FALLOWS: I was surprised, and I think many people were. I was also heartened in this way as an institutional matter entirely apart from the merits of the Obama health care plan. If you would think back to a time when John Roberts was being considered for confirmation as chief justice seven years ago, the main way he presented himself was as somebody who famously would be an umpire on public issues. He would call balls and strikes but not get involved in the game. He would embody the principles of judicial restraint.

And in the years since that time, the court under his leadership has actually had the opposite kind of record in a number of cases, most famously of Citizens United. It seemed as if the conservative majority led by Chief Justice Roberts was going out of its way to look for old precedents to overturn and answering questions that the case itself didn't necessarily pose.
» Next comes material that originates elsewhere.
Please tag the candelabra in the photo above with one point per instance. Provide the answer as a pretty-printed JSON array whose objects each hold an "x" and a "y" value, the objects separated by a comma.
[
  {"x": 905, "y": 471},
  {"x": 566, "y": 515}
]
So if he had joined the conservative majority in this case and said that because the commerce clause didn't apply to the health care act and the individual mandate, then the whole law would have had to be thrown out, I think it would have aggravated a trend that's been building up in the last few years of viewing the court as a largely partisan body. In his ruling, Chief Justice Roberts was careful to say that the court's business was not to judge whether a certain law was wise or unwise public policy, but only whether the Congress was within its legal rights to enact this law. And so I think he did something important for the court and the country in the ruling that he delivered.

SULLIVAN: Every once in a while, a case comes along that just seems to really fix the country's gaze on the Supreme Court, and I can't remember it being this intense since Bush versus Gore.

FALLOWS: That's - I agree. And certainly, there are Supreme Court rulings over the years that have profound effects, whether it's Roe v. Wade or the Miranda case or many others. But the sort of deadline sense of knowing that at 10 a.m. Eastern Time, the world is going to be different in some ways from what it was before that, the only precedents - modern precedents - apart from Bush v. Gore, I think, were the Nixon tapes ruling in 1974 where the Supreme Court unanimously said that President Nixon had to turn over his secret White House tapes.

And then the Pentagon Papers ruling in 1971 where the Nixon administration was trying to keep secrets, some of the documents, about the Vietnam War. So in my conscious memory, this is only the fourth of these big episodes, and it's - it deserved the attention it got.

SULLIVAN: So how is this decision going to affect the campaigns? Do you think it's a win for the Obama campaign, or do you think it's a win for the Romney campaign?

FALLOWS: I think that probably each side can find things to be happy about in this argument. But from a purely political calculation, this is better for the Obama team than it is for the Republicans. If he had lost, it would be one more sign of the thing that no president can afford to be portrayed as, which is feckless and helpless and not able to sort of master events. So if Obama can say that the main thing he tried to do is now enacted, that's more good to him than it is harm for him in energizing his foes.

SULLIVAN: James Fallows is national correspondent with The Atlantic. You can read his blog at jamesfallows.theatlantic.com. And his latest book is called "China Airborne." Jim, thanks so much.